I refuse to give my mobile number, or use my mobile number for anything. SMS auth, main contact, anything.
My SMS spam is almost non-existent, compared to others.
But one thing, beyond my desire to not give out my number... it is pointless regardless.
When I worked in office, I had mobile access. At home, a bit rural, my access is nil via 4g/5g. I just have no access.
My mobile forwards after 6 rings to my voip, so that works well. But for SMS auth? Hello! I cannot do that!
I have been an ebay customer for 21, yes 21 years. I can no longer log in, as they now insist I enter a mobile number to continue.
Gee thanks ebay.
(No, SMS won't work via voip, they check numbers, even ported numbers)
21 years. Years of thousands, even >10k spent reliably per year.
Gone as a customer.
Calling paypal support, results in people literally unable to understand ... anything. They repeat a mantra off their screen without deviation. Many cuatomer support people I spoke to, were barely paying attention.
I really don't get it. SMS is barely secure to begin with.
They are willing to throw away accounts, just for pennies on tracking.
I've had an ebay account nearly that long, but I hardly use ebay after it became whatever it became. To the point, ebay recently sent me an email saying that they were going to close my account for lack of use. se la vie
Just FYI you don't need a mobile phone to have a mobile number:
* Numbers are generally designated when they're created by regulatory agencies as "landline", "mobile", "VOIP", etc.
* You can provision yourself a mobile number in a provider like Twilio or a competitor if you don't like them, and it will have all the capabilities you want
* Thanks to technological advancements, you can do things like overlay mobile capabilities on non-mobile numbers, but only if you're running all of the traffic through a company that has that tech
* "VOIP" numbers are a vanishingly small corner case for these companies and are a pain in the ass to support. They are a tiny portion of the numbering space and lots of smaller Telco companies just won't complete calls or texts to/from VOIP numbers. Companies like Twilio rely on those smaller companies for last-mile completion or origination of calls.
TL;DR Provision yourself a "mobile" number using an API-enabled SaaS telco platform, which you can use exactly how you want, no actual mobile phone needed, with all the capabilities you want. The "VOIP" number will only continue to cause you more and more issues over time.
And you know this for a fact? Because you tried it out yourself? Right?
Somehow, even though you say they ban them, I was able to submit it and get a verification message. Funny how that works, when someone just parrots the same thing without actually trying it out.
Yes. I had to close my eBay account last year. They would not take my Google Fi or non-voip.ms VOIP number. Using my VOIP number also immediately got my Twitter account banned before making a single post.
It's annoying as hell because I would very much like to sell a thing or two and don't have many platform choices.
> The process to close the account may take up to 30 days from this notice. eBay will send a message to the email address registered on file, confirming that the account has been closed and, unless on hold, restricted, or suspended, that data associated with the account has been deleted.

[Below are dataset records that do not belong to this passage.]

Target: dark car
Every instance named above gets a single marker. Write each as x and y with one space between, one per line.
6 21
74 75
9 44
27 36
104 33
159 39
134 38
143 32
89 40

I am curious if it is because they care slightly less if it's a CA VOIP number, if it came from a decent pool of numbers, or something else. Or if they will lock you out later and force you to contact the "risk assessment" team and use this as a datapoint.
> I am curious if it is because they care slightly less if it's a CA VOIP number, if it came from a decent pool of numbers, or something else. Or if they will lock you out later and force you to contact the "risk assessment" team and use this as a datapoint.
Interestingly it's an old landline number that got ported over to voip.ms, so you'd expect that if it were trusted due to reputation, it'd also only be accepted as a landline. Yet the validation experience has no problem with it.
I think this might be related if it was a port. My numbers from Twilio and other services are all either Bandwidth or Onvoy or Peerless and refused (all of these are basically pure VOIP and have no reputation of landline or mobile).
Good catch, edited in the *not*. I agree, if everyone refused then it would change. I asked them what would happen if I tried to use a Twilio number to verify, but they did not seem amused by the irony.
Good for you. Your refusal and my refusal protect one another, refusing collectively is stronger than refusing alone.